No recuerdo como fue mi primer día de colegio. Ni siquiera la fecha: supongo que entre 1951 y 1952. Sí, en cambio, y muy bien, el lugar: un viejo caserón, inmenso para mi tamaño de niño, en el número 32 de la calle Batalla del Salado, en Madrid, donde estaba ubicado el Primer Tercio Móvil de la Guardia Civil, en el que mi padre estaba destinado al mando de una de sus compañías.
El pabellón donde vivían mis padres estaba en la tercera planta, y daba a una inmensa galería descubierta sobre un gran patio de armas de planta cuadrangular. El parvulario, pues no era otra cosa "mi primer colegio", estaba en la primera planta del edificio en cuestión, y en él aprendían sus primeras letras los hijos de los guardias civiles allí destinados..
No recuerdo el nombre ni el aspecto de mi maestra, aunque sí que era una muchacha joven y cariñosa con nosotros. También recuerdo el penetrante olor de la tiza, que no he podido olvidar y que se reproduce en mi cerebro cada vez que entro en un aula escolar, aún hoy...
Recuerdo también muy bien el gravísimo problema que durante mucho tiempo tuve con el nombre de la penúltima letra del abecedario y como bajaba desde mi casa hasta el parvulario repitiendo en voz alta una y otra vez "i griega, i griega, i griega...",
La escritora Soledad Puértolas, académica de la Lengua, recordaba hace unos días en El País como había sido para ella y como recordaba, esa "primera vez": Quizá para que yo no estuviera en casa mucho tiempo sola, ya que mi hermana, que me llevaba dos años, iba ya al colegio, mi madre decidió enviarme al jardín de infancia cuando yo apenas tenía cuatro años, comienza diciendo. Hoy día es más normal, pero en aquella época resultaba un poco prematuro y tengo la impresión de haber escuchado a mi alrededor, a lo largo del curso, algunos comentarios sobre el asunto.

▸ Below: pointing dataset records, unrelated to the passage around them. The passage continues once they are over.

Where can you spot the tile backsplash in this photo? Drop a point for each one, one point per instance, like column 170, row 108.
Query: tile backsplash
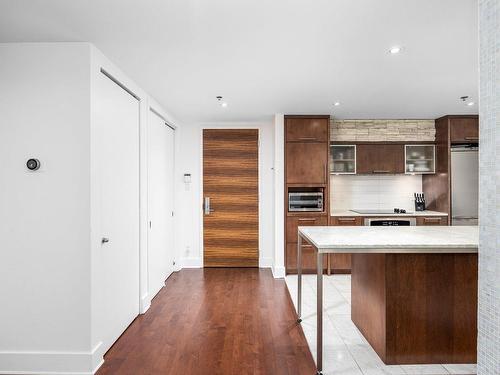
column 373, row 192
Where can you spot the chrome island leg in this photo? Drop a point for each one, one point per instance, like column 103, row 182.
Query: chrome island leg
column 299, row 278
column 319, row 312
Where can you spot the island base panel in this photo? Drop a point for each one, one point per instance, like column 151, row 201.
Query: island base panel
column 417, row 308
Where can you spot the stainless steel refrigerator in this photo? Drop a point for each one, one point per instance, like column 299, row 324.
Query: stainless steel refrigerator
column 464, row 186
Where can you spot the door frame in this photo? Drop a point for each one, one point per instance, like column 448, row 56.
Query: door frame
column 153, row 112
column 235, row 126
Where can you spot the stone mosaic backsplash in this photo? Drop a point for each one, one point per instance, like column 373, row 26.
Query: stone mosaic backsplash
column 382, row 130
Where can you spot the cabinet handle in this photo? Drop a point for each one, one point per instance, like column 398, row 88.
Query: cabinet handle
column 432, row 219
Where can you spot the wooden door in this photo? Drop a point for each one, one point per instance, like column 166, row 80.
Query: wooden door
column 306, row 163
column 231, row 183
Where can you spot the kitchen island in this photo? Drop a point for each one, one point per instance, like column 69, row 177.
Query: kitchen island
column 414, row 289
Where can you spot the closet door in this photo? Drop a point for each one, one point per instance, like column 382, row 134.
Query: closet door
column 160, row 197
column 117, row 124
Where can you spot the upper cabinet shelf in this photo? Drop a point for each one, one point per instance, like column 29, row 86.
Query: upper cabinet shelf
column 420, row 159
column 342, row 159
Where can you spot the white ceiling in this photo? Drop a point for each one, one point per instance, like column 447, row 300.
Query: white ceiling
column 274, row 56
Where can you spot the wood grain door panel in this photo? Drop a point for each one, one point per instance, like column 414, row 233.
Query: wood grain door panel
column 230, row 179
column 306, row 163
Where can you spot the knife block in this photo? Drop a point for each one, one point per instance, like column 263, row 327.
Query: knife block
column 420, row 206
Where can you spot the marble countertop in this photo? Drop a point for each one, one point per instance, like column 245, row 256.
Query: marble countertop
column 410, row 214
column 411, row 239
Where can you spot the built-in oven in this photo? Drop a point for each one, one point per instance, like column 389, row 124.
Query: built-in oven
column 301, row 201
column 390, row 221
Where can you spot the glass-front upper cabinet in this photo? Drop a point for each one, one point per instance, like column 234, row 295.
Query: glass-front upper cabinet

El jardín de infancia se encontraba en el sótano del enorme edificio del colegio, pero no era un sótano lúgubre, sino luminoso. Cuando caía la tarde, se encendían las luces y el aula cobraba una vida distinta, casi agresiva. La luz eléctrica era mucho más invasora que la del sol. Y siempre era igual. La tarde se detenía. En lugar de avanzar, la hora de la salida parecía más y más lejana.
Me impresionó tanto ese día al que había llegado un poco engañada porque nadie me había explicado qué se hacía en el colegio ni cuánto tiempo debía permanecer en él, que cuando, ya en casa, oí decir que había que prepararlo todo para el día siguiente, me quedé paralizada. ¿Tenía que volver mañana?, pregunté, incrédula. Todos los días, me dijeron. Todos los días. ¡Qué tres palabras más terribles bajo su aparente inocencia! Resultaba incomprensible y abrumador. Me parece que fue en ese mismo momento cuando la conciencia del tiempo se instaló dentro de mí de una forma terrible y angustiosa, como si esas palabras -todos los días- hubieran sido una maldición. Y, a partir de ese momento, también, arraigó en mi interior una obsesión: huir de ese tiempo monótono y obstinado que se empeñaba a repetirse día a día, exacto, imperturbable, eliminando toda posibilidad de avanzar, de cambiar.
Ese es el recuerdo que todavía hoy puedo reproducir: echada en la cama, con los ojos abiertos, me estoy diciendo a mí misma que mañana volveré a pasar el día en el colegio, codo con codo con niñas de mi edad, y rodeada de monjas.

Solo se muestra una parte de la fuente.